EL TERCER OJO

lunes, 12 de septiembre de 2011

Las trece y el banco




La caja diez iba lento, allí todo es plata.

A Martín le habían dicho que el ritmo del banco era cansino, que el ingreso era sencillo y que, con un mínimo llamado de atención, el clima se tornaría en su favor.

La caja diez iba lento. Mirna López había discutido por más de una semana, en distintas reuniones, sobre su salario insuficiente. A sus veinticinco años, ella estaba harta de las historias de los bancos de su padre.

En los 50, un banquero entraba a las 8 de mañana y salía a las tres de la tarde. Tenía el convenio colectivo por delante de todo y no había nada que se anteponga. Era nuestra carta de presentación, decía Roberto.

Elena tiene una frase de cabecera: es una vergüenza. Todo aquello que es nuevo y constituye un mundo que odia y no entiende es una vergüenza. Su jubilación no le alcanza para vivir muy bien. Tiene una pensión minima, pero nunca la declara en público. Impugna todo lo que la rodea y llora por la noche. Vive conectada a la televisión y reza por lo que no tiene.

A sus catorce años, la vida de Martín distaba mucho de ser un refresco a la sombra; de ser una noche de sexo; de ser un libro en la oscuridad de un estudio; de ser un plato de comida preferido, encargado, repetido. Su vida era un acopio de satisfacciones de imitación y contrabando.

La caja diez iba lento. La gente se decepcionada con una naturalidad sospechosa.

Ana salió de la casa a las seis y veinte, con el primer sol, y aguardó por su colectivo alrededor de veinte minutos en la parada. Subió a los empujones, le sacó el boleto un pibe que estaba apretado contra la máquina y escuchó la música que uno de los chicos hacía sonar desde su teléfono celular.

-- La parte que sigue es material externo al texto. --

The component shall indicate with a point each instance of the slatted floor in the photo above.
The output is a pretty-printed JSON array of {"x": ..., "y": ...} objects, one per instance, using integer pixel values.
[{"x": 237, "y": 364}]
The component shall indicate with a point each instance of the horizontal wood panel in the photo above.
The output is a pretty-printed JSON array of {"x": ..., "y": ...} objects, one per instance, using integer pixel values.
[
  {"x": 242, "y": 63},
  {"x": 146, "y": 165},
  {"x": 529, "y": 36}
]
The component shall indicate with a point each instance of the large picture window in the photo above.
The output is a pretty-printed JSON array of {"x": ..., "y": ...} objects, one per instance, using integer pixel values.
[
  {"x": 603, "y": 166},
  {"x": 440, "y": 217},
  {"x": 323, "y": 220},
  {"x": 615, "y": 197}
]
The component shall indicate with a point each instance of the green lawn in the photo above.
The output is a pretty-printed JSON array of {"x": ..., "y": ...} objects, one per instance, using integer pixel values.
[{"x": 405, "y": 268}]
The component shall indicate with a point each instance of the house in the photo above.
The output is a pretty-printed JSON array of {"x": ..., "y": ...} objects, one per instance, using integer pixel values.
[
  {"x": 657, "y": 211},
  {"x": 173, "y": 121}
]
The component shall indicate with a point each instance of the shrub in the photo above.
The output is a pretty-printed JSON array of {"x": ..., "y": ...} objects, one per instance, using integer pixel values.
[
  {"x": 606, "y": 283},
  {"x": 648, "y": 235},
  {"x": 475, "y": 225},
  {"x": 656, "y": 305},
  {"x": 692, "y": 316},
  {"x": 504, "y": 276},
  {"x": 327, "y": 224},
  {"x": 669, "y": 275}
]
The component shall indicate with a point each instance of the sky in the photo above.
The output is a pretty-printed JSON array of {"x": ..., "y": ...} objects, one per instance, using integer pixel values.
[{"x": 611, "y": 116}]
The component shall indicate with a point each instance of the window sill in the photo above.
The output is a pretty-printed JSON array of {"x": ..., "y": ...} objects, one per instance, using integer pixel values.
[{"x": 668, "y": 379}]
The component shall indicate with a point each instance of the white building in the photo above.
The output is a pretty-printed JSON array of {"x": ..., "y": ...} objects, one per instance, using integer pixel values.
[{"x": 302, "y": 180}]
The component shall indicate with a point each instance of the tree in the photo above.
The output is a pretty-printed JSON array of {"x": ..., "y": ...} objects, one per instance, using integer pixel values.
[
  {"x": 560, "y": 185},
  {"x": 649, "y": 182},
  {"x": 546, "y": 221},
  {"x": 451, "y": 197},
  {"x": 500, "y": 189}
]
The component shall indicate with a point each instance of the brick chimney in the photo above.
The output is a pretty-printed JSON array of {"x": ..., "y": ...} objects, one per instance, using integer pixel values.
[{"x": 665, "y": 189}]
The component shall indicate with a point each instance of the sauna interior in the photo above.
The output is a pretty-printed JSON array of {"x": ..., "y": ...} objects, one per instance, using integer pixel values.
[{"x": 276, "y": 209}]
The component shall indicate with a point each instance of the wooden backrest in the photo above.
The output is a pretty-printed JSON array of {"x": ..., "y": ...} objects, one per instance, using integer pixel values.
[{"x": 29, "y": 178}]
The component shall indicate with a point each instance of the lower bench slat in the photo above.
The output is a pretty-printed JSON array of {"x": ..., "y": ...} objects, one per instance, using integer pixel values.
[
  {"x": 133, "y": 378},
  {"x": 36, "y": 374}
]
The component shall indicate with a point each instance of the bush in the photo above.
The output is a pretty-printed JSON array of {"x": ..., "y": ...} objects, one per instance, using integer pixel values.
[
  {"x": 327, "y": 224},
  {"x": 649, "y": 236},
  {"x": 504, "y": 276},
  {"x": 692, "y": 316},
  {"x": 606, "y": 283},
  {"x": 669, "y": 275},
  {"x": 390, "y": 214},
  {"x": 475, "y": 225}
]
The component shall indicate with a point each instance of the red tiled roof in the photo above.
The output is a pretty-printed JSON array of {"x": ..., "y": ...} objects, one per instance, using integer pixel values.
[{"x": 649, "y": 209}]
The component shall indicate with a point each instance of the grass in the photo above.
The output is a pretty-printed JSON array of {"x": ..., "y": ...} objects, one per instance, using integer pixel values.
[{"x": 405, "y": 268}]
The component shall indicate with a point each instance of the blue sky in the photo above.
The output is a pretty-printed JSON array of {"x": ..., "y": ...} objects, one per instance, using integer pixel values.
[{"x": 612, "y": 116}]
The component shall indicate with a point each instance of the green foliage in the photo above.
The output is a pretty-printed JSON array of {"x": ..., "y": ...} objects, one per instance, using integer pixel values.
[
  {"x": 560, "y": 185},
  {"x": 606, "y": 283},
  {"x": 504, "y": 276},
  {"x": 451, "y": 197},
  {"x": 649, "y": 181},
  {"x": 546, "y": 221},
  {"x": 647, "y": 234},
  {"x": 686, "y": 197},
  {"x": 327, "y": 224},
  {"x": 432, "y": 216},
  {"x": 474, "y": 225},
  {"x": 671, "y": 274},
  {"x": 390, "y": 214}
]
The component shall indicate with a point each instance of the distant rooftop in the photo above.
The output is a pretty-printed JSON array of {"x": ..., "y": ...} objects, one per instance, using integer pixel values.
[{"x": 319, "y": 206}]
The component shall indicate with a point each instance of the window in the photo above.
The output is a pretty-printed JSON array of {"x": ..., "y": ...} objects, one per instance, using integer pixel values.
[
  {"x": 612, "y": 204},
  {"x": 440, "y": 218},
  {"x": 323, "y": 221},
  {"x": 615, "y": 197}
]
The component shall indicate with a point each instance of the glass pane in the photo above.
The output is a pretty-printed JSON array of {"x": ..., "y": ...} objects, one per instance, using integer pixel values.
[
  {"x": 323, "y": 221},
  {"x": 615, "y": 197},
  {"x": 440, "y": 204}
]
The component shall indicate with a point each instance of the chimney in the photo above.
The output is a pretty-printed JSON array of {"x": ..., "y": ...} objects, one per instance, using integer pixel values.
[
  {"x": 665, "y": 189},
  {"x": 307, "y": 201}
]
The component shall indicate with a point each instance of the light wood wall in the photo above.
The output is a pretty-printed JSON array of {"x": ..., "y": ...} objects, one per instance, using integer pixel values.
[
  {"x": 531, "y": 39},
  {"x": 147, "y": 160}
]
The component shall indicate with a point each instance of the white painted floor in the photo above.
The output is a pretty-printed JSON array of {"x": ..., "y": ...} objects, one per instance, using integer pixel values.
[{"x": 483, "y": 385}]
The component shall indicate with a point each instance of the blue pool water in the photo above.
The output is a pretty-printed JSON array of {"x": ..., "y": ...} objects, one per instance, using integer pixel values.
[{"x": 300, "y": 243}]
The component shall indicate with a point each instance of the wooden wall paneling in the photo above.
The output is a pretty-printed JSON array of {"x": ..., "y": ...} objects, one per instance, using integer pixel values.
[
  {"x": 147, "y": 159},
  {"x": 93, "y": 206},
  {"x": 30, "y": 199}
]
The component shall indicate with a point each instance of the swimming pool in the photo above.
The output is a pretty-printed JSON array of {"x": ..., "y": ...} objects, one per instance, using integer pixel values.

Cabecea una y otra vez. Escucha las idioteces que dicen en la radio y vuelve a cabecear. Mario está feliz desde que polarizaron los vidrios de la garita porque puede cabecear sin que nadie lo vea. También se saca los mocos con más libertad sin que nadie piense que es un asqueroso y sin que el gerente crea que hace de todo menos vigilar. También manda mensajes de texto por el horóscopo y los resultados de la quiniela. El horóscopo le avisa que la suerte no es lo suyo y, luego frustrarse las noticias del azar, jura que lo volverá a intentar.

Martín levanta a Yamila en la esquina con una sonrisa poco común. Con los huecos de los dientes que le faltan al aire le aventura una promisoria tarde. Es la hora del hambre de las 13.

Ana escucha a la vieja que está antes suyo en la fila de la caja diez despotricar contra la boluda de la cajera que, encima de tener cara de culo, dos veces le dio mal el vuelto y hasta en una oportunidad le enchufó uno de cien trucho. Es una vergüenza, repite. Es una vergüenza.

Es una vergüenza, escucha Mario entre los anuncios de la radio. Las 13 es la hora en la que todos creen que ir al banco es más rápido porque todos están comiendo. Todos están allí.

Martín usa la puerta giratoria dos veces, la gente lo mira y Yamila sonríe con algo de cinismo. Pone su mochila entre sus piernas y abre el cierre cuando Yamila lo toma del brazo y le dice:

Que haces-

Un asalto- dice su voz adolescente, torpe.

El grito de Elena se escuchó cuando Mario ejecutó su nueve reglamentaria sobre la nuca de Martín. Yamila se arrastró por las baldosas hasta que llegó al final de la fila once. La sangre de Martín explotó sobre el saco largo de Ana y la falda de Elena. Primero sus rodillas y luego su torso y cabeza fueron tocando el suelo y el charco rojo comenzó a cubrir las bruñidas baldosas. El estruendo del disparo paseó por todos los pasillos.

Mario abrió finalmente su mochila, sacó las papitas, los chizitos y la coca y colocó un 22 corto sin balas.

Daños colaterales, dijo el gerente.

Al día siguiente, la caja diez estaba un poco más rápida.